Southern California Edison Files 2019 Wildfire Mitigation Plan
Southern California Edison today filed its proposed 2019 Wildfire Mitigation Plan with the California Public Utilities Commission.
The plan is intended to address and greatly reduce fire ignitions caused by utility infrastructure. It also is intended to further fortify the electric system against the increasing threat of extreme conditions driven by climate change and the impacts of wildfires if they occur. About 35 percent of SCE’s service area is located in high fire risk areas.
The proposal is the first of what will be an annual submission of a Wildfire Mitigation Plan required by Senate Bill 901, which was passed last year and serves as a first step toward addressing rapidly growing wildfire challenges in California.
SCE has long taken substantial steps to reduce the risk of wildfires in its territory, including employing robust design and construction standards, vegetation management activities and operational practices.
The Wildlife Mitigation Plan is part of a larger, ongoing effort and incorporates and builds on the $582 million Grid Safety and Resiliency Program SCE submitted last September to the utilities commission. SCE will seek opportunities to accelerate wildfire mitigation efforts beyond 2019 compliance goals in the plan where possible.
“At SCE, the safety of the public, our customers, our communities and our employees and contractors is always our first priority,” said Phil Herrington, SCE’s senior vice president of Transmission & Distribution. “This is an aggressive plan to protect public safety. We are implementing a variety of additional tools and technologies to advance fire safety even further throughout our system to respond to the ‘new normal’ of year-round wildfire risk.
“We are setting the bar high and putting extraordinary effort into meeting tough goals,” Herrington added. “We are going far beyond traditional good utility practices and incorporating advanced mitigation measures deployed in high fire risk regions around the world.”
The plan takes a broad approach that includes enhanced inspections on all of the company’s overhead power lines in high fire risk areas in the immediate term to identify and remediate potential issues outside of standard inspection cycles. It will further harden infrastructure, bolster situational awareness capabilities, enhance operational practices and harness the power of data and technology.
The plan also includes specific metrics that provide transparency to the public and other stakeholders and will enable the utilities commission to evaluate SCE’s performance.
This year, SCE proposes to remove 7,500 additional hazard trees as part of the Hazard Tree Mitigation Program; replace conductor across 96 circuit miles; install more than 7,800 fuses on unfused lines; install 62 high-definition cameras and 350 micro weather stations in addition to those already existing in its network; and inspect 100 percent of overhead lines in high fire risk areas.
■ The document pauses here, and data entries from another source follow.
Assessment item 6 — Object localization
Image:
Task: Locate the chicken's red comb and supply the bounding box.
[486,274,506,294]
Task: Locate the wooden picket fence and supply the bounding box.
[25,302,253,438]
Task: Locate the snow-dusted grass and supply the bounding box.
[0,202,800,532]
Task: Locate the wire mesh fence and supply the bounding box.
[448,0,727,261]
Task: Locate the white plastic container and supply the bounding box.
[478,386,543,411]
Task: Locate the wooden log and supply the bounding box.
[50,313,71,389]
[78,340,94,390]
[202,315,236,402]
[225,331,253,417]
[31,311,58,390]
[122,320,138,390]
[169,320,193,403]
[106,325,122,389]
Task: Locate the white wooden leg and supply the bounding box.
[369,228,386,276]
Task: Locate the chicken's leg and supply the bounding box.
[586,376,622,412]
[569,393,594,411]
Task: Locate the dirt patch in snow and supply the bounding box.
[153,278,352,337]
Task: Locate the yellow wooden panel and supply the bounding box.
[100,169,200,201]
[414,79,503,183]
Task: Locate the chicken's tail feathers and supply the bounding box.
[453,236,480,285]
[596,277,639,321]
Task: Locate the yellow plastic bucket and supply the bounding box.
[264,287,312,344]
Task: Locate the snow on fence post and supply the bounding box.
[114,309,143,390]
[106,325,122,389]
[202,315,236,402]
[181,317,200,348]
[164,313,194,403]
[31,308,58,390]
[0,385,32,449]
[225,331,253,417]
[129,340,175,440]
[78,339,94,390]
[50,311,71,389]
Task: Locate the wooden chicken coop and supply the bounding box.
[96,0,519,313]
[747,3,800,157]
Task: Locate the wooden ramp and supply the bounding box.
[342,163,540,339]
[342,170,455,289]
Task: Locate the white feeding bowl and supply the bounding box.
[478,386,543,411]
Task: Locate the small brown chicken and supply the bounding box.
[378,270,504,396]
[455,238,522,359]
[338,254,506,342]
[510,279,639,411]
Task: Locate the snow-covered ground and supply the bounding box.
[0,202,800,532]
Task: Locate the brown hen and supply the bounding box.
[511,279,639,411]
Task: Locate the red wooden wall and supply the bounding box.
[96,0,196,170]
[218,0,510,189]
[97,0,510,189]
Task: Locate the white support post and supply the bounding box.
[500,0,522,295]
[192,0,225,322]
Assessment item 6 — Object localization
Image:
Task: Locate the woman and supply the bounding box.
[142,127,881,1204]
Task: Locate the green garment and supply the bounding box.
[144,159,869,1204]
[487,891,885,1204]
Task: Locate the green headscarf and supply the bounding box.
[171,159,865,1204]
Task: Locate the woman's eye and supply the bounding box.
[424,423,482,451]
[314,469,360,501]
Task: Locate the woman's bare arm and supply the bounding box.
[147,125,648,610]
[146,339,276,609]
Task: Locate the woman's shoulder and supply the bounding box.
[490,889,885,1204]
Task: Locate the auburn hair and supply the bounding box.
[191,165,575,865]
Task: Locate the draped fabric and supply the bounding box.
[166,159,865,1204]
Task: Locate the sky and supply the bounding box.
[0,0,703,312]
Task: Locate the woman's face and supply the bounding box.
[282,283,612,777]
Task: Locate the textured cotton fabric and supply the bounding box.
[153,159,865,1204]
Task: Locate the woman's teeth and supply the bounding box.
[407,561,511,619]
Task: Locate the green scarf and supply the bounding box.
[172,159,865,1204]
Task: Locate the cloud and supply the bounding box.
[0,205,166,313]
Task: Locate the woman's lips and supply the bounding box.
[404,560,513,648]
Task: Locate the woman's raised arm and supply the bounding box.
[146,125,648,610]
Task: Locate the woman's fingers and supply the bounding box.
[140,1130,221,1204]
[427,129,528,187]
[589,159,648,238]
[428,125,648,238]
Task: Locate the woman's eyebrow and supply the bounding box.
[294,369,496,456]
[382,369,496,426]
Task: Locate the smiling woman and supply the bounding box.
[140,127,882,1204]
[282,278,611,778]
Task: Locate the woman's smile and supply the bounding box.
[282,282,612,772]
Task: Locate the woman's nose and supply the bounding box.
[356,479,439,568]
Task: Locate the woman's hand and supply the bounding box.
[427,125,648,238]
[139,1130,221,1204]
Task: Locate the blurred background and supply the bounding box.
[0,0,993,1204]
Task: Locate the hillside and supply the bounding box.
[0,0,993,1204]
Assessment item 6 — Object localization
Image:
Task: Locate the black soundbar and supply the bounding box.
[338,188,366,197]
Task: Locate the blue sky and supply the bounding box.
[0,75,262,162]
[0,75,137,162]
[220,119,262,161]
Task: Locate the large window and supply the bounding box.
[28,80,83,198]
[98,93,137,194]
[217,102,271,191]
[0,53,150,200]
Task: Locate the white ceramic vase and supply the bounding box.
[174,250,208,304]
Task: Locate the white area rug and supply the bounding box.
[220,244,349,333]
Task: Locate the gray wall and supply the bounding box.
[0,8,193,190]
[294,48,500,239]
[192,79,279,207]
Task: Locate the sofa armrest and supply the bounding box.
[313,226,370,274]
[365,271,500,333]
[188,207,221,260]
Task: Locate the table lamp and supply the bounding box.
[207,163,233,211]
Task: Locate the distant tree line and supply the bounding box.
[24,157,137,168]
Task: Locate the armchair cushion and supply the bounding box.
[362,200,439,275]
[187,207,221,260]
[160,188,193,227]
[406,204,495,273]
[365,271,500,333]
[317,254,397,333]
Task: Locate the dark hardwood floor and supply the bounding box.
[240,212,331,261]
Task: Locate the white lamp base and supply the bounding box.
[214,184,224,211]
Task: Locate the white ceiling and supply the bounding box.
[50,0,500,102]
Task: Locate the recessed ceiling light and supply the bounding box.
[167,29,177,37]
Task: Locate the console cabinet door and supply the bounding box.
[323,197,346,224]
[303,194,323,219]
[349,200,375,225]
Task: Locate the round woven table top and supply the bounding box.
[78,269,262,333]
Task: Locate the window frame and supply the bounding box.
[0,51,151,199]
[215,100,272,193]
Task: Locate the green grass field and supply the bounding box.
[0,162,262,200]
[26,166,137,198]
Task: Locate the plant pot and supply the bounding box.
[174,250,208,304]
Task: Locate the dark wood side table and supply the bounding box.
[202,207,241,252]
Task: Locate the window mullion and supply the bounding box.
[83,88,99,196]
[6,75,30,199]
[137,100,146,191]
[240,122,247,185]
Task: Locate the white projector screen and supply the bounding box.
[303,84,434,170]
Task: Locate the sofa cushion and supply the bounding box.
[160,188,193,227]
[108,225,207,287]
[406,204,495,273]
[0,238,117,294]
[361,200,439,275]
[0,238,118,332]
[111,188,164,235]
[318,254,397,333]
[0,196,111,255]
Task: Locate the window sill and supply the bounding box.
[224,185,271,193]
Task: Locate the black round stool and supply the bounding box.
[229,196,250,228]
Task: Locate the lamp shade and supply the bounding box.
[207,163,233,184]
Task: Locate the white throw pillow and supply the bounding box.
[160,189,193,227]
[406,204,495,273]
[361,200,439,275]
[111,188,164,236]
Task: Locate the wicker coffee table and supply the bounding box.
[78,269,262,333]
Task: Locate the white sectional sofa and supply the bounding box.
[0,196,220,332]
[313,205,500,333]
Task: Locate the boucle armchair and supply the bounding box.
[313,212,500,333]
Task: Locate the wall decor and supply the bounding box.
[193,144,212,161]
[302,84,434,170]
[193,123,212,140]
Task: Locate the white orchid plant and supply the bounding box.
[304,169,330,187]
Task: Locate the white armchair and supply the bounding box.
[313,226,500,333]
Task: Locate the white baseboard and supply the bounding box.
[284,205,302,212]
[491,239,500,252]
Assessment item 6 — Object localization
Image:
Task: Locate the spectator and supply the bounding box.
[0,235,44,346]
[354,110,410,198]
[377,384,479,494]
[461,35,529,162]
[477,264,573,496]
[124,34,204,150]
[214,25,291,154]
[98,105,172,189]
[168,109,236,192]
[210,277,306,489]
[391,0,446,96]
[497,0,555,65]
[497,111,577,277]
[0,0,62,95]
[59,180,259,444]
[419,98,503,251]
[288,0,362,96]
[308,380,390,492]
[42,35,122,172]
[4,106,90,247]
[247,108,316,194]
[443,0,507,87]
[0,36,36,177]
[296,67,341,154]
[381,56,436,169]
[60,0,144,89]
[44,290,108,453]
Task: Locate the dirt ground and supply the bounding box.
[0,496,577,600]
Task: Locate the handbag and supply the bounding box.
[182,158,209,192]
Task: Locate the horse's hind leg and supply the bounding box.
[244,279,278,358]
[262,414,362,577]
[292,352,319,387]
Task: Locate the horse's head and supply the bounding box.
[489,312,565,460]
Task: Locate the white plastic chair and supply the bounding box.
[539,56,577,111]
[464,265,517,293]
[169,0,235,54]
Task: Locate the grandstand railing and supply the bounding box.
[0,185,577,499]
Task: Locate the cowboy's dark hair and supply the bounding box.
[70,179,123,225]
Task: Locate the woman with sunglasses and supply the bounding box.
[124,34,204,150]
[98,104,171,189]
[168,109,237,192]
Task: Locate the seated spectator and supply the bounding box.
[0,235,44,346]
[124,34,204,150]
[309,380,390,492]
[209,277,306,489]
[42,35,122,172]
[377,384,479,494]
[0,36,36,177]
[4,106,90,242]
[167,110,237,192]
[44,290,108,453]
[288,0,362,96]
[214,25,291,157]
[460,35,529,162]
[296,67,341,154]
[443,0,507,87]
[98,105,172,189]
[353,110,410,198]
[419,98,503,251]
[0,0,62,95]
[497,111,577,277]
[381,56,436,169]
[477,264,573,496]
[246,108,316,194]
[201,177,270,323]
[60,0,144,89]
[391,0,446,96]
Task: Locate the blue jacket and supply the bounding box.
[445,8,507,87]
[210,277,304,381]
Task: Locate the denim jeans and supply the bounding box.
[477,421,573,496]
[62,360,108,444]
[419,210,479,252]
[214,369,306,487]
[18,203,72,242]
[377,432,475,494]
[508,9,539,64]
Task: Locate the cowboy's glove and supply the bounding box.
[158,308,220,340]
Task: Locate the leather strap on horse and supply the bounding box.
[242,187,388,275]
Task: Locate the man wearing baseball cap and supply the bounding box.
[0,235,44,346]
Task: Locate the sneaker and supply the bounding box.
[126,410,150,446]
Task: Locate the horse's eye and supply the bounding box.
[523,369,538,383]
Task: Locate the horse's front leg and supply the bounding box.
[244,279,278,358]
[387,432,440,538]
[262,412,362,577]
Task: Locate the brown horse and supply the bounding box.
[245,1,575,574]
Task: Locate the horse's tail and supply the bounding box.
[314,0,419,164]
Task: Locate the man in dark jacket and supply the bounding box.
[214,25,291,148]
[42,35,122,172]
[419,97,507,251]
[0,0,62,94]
SCE believes that the commission should deem that a utility has acted prudently for cost recovery if it is found to have substantially complied with its plan.
Initiatives to Further Harden Infrastructure
Covered Conductor — SCE already has replaced more than 150 miles of power lines with covered conductor and continues deploying covered conductor in high fire risk areas. Many of the ignitions associated with utilities are caused by objects that contact distribution power lines or conductor-to-conductor contact. Covered conductor has proven to be an effective mitigation measure against these ignition sources.
Current Limiting Fuses — The plan includes the installation of fast-acting current limiting fuses at thousands of locations. These devices will interrupt electric current more quickly and should significantly reduce the risk of ignitions when there is a short circuit on the company’s distribution circuits.
Automatic Reclosers — SCE is updating the protective settings for circuits serving high fire risk areas. It is adding automatic reclosers to remotely isolate portions of circuits when needed. This reduces the number of customers impacted during a pre-emptive power shutoff in high fire risk circumstances.